Anyone ever used one? Just bought the 1A Revolution XE Model 22 hopefully it was worth it


----------



## chausman (Mar 26, 2012)

I assume you mean the ladders?

We have one. It's heavy, but tall, and sturdy. I like it more then I like the _others_ we have.


----------



## Edrick (Mar 26, 2012)

Yup indeed the ladders this one I think is 30 pounds? Seems a lot better than trying to fit a 10' ladder through hallways and such too


----------



## avkid (Mar 26, 2012)

I've got a knockoff at home and I love it.
Much sturdier than your average aluminum extension ladder and it fits in a sedan.


----------



## CrazyTechie (Mar 26, 2012)

It does have it's uses but I only pull ours out when I need the ability to have one side longer than the other because it so heavy and it takes longer to set up than a regular ladder. Usually I'll just use our regular ladders unless I need it.


----------



## avkid (Mar 26, 2012)

There's a definite technique to dealing with these beasts.


----------



## chausman (Mar 26, 2012)

avkid said:


> There's a definite technique to dealing with these beasts.



"Don't go over 3 rungs at a time, or you'll never get out"


----------



## mstaylor (Mar 26, 2012)

We have one that we use in stairwells to change lights. I've used smaller ones that aren't bad.
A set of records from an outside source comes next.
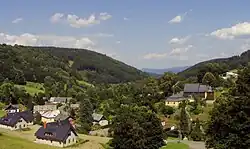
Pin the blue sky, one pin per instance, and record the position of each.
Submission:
(142, 33)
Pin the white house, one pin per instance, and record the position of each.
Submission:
(49, 116)
(12, 108)
(60, 133)
(230, 75)
(18, 120)
(62, 100)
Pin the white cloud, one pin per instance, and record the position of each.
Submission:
(238, 30)
(176, 19)
(47, 40)
(17, 20)
(177, 40)
(179, 51)
(78, 22)
(125, 19)
(155, 56)
(179, 18)
(104, 16)
(56, 17)
(103, 35)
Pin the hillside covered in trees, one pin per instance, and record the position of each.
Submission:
(217, 66)
(23, 63)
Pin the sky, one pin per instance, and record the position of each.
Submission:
(141, 33)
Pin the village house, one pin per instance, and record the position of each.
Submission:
(230, 74)
(62, 100)
(12, 108)
(49, 116)
(203, 91)
(60, 133)
(44, 108)
(191, 90)
(16, 121)
(99, 119)
(176, 99)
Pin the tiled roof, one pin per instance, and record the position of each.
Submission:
(12, 107)
(97, 117)
(196, 88)
(60, 99)
(12, 118)
(51, 114)
(59, 130)
(176, 97)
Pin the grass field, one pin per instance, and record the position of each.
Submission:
(2, 113)
(32, 88)
(84, 83)
(175, 146)
(24, 140)
(11, 142)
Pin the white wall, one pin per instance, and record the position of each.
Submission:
(20, 125)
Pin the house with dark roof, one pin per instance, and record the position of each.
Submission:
(200, 90)
(11, 108)
(18, 120)
(99, 119)
(60, 133)
(44, 108)
(62, 100)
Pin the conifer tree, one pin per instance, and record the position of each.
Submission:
(229, 126)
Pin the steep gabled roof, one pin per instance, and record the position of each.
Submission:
(196, 88)
(11, 107)
(59, 130)
(176, 97)
(97, 117)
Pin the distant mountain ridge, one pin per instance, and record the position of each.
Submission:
(162, 71)
(222, 64)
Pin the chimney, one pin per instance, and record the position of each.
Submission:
(44, 124)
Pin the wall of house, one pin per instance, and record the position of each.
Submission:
(47, 120)
(6, 127)
(172, 104)
(20, 125)
(72, 138)
(48, 142)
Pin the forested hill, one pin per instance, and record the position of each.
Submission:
(19, 63)
(218, 66)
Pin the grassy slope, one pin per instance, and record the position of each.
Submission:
(175, 146)
(2, 113)
(32, 88)
(18, 138)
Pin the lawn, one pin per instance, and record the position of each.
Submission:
(24, 139)
(32, 88)
(175, 146)
(2, 113)
(11, 142)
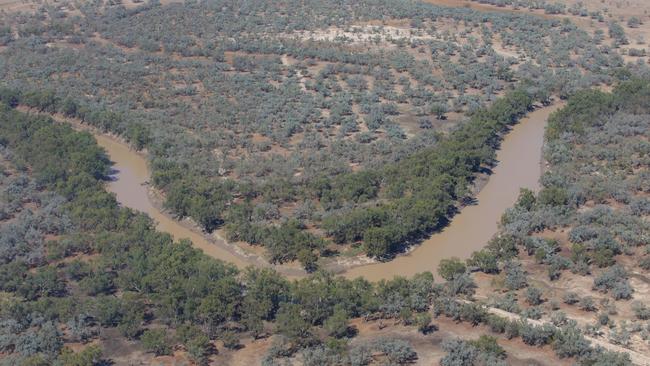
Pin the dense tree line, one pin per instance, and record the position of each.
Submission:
(282, 121)
(137, 276)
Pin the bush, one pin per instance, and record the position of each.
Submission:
(155, 340)
(587, 303)
(537, 335)
(533, 296)
(396, 350)
(614, 280)
(570, 298)
(569, 342)
(641, 311)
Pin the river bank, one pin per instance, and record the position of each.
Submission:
(519, 166)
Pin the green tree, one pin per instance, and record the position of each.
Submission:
(155, 340)
(451, 268)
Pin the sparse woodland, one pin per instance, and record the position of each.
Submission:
(314, 129)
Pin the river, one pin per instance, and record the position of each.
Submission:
(519, 165)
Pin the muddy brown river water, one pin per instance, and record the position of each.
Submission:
(519, 166)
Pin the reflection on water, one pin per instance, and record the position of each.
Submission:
(519, 166)
(130, 187)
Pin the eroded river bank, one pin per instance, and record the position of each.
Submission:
(518, 167)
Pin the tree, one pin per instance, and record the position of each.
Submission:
(291, 324)
(484, 260)
(337, 324)
(459, 353)
(155, 340)
(451, 268)
(198, 347)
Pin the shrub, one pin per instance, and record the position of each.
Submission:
(537, 335)
(570, 298)
(641, 311)
(515, 276)
(534, 296)
(155, 340)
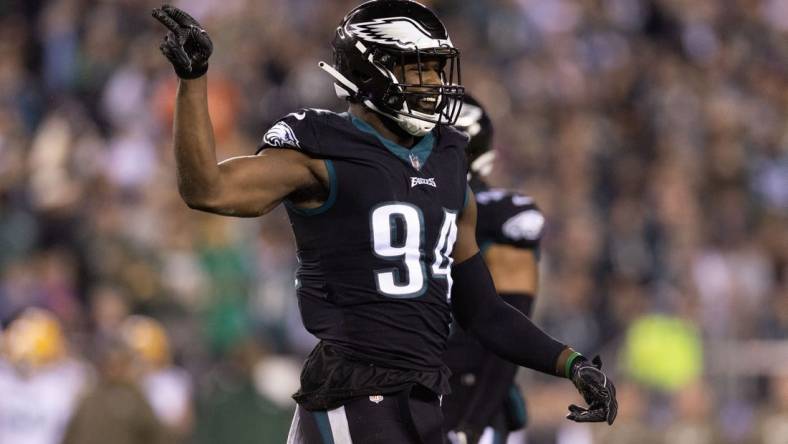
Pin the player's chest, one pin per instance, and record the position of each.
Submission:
(380, 180)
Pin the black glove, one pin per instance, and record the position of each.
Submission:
(597, 390)
(187, 46)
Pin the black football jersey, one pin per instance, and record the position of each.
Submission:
(374, 274)
(508, 218)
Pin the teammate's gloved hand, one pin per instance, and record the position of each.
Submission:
(187, 46)
(597, 390)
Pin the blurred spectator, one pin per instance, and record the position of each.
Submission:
(40, 381)
(115, 409)
(231, 409)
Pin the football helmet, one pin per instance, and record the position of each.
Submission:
(476, 124)
(373, 44)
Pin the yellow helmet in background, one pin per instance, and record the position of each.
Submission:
(147, 337)
(34, 339)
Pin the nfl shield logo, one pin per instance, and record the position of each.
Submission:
(414, 160)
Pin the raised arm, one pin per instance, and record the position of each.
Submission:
(245, 186)
(511, 335)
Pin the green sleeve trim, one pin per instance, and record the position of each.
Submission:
(569, 363)
(467, 197)
(332, 195)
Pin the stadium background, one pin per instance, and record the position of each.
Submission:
(652, 133)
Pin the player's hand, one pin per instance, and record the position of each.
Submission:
(187, 46)
(597, 390)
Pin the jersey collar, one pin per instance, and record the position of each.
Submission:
(415, 157)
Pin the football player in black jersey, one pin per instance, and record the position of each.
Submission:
(384, 226)
(485, 405)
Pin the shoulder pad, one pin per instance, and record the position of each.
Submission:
(510, 218)
(296, 130)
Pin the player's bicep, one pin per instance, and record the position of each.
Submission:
(466, 247)
(514, 270)
(253, 185)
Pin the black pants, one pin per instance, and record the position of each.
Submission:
(413, 416)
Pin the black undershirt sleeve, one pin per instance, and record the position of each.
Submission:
(499, 326)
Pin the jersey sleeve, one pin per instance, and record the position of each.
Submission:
(294, 131)
(510, 219)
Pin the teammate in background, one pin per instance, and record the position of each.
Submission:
(167, 387)
(485, 404)
(381, 212)
(39, 382)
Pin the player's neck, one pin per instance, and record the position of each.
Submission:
(385, 127)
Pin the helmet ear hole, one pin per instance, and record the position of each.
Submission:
(362, 76)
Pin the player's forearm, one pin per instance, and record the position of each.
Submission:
(195, 152)
(500, 327)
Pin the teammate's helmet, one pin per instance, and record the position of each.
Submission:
(148, 339)
(476, 124)
(34, 340)
(379, 37)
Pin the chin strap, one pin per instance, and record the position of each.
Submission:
(344, 87)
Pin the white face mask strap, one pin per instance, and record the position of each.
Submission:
(342, 81)
(483, 164)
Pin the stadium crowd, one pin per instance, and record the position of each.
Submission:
(653, 134)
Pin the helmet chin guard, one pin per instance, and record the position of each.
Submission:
(381, 36)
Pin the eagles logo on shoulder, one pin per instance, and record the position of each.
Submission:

I don't think I would ever use it as an extension ladder.


----------



## zmb (Mar 26, 2012)

Lets you easily slide the ladder between the curved rows of raked seating with one side extended longer than the other, but awfully heavy. Takes me plus another person usually to set it up and take it down. Takes just me with aluminium and fiberglass ladders of similar size.

And would this thread seem better placed in "General Advice" or "Facility Operations"?


----------



## len (Mar 26, 2012)

I have 2, and will likely buy a third this year. But my needs are different. I don't have room for a 14' a-frame ladder in my truck, and I can get the LG in there with no issue. Yes, they're heavier than a wood or aluminum one, but there are definite advantages to them.


----------



## Morte615 (Mar 26, 2012)

Little Giants are one of those tools that you should have in the inventory for when you need to get to those hard to reach places. But I wouldn't replace my current stock of ladders with them. Nice to have handy but the standard ladders are lighter to move and set up, though the Little Giants are easier to store, and are great on un-level surfaces.


----------